Genotoxic exposure is associated with alterations in glucose uptake and metabolism.

Recent observations suggest that growth factor withdrawal can promote cell death in part through modulation of basic cellular bioenergetic pathways, including inhibition of glucose uptake and glycolytic metabolism. Whether DNA damage-initiated cell death pathways also involve bioenergetic deregulation has not been studied previously. Subtractive suppressive hybridization was used to identify changes in gene expression in murine cells after exposure to genotoxic stimuli, including cisplatin, etoposide, and gamma-radiation.
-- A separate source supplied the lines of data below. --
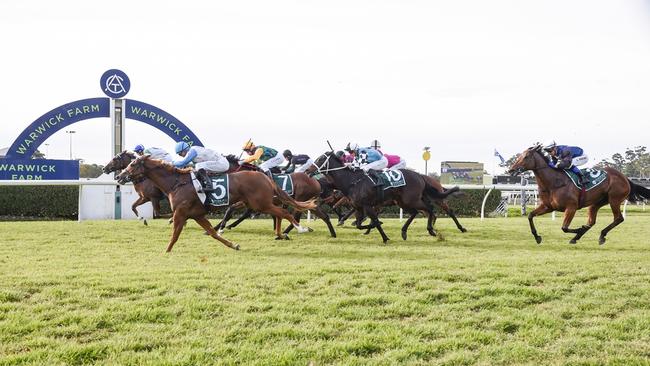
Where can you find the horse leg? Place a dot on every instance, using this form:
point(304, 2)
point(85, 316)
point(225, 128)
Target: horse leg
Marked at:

Among the genes identified in this screen were several that regulate glycolytic metabolism. Enzymes that catalyze key regulatory steps of glycolysis, including hexokinase, phosphofructokinase, and pyruvate kinase, appeared to be coordinately down-regulated by genotoxic exposure. Northern blotting confirmed that these changes in gene expression occur within 4 h of exposure to several DNA-damaging agents. Genotoxic exposure was found to similarly inhibit expression of both glut-1 and glut-3, genes that encode critical regulators of glucose uptake. Direct measurement of glycolytic rate and of oxygen consumption confirmed that genotoxic exposure resulted in suppression of both anaerobic and aerobic metabolism. Many of these metabolic changes mimic those observed after growth factor withdrawal. Together, these observations suggest that multiple apoptotic triggers, including growth factor withdrawal and genotoxic exposure, suppress cellular bioenergetic pathways. Mitochondrial responses to the resulting rapid decrease in metabolic substrates may play an important role in initiation of apoptotic cell death.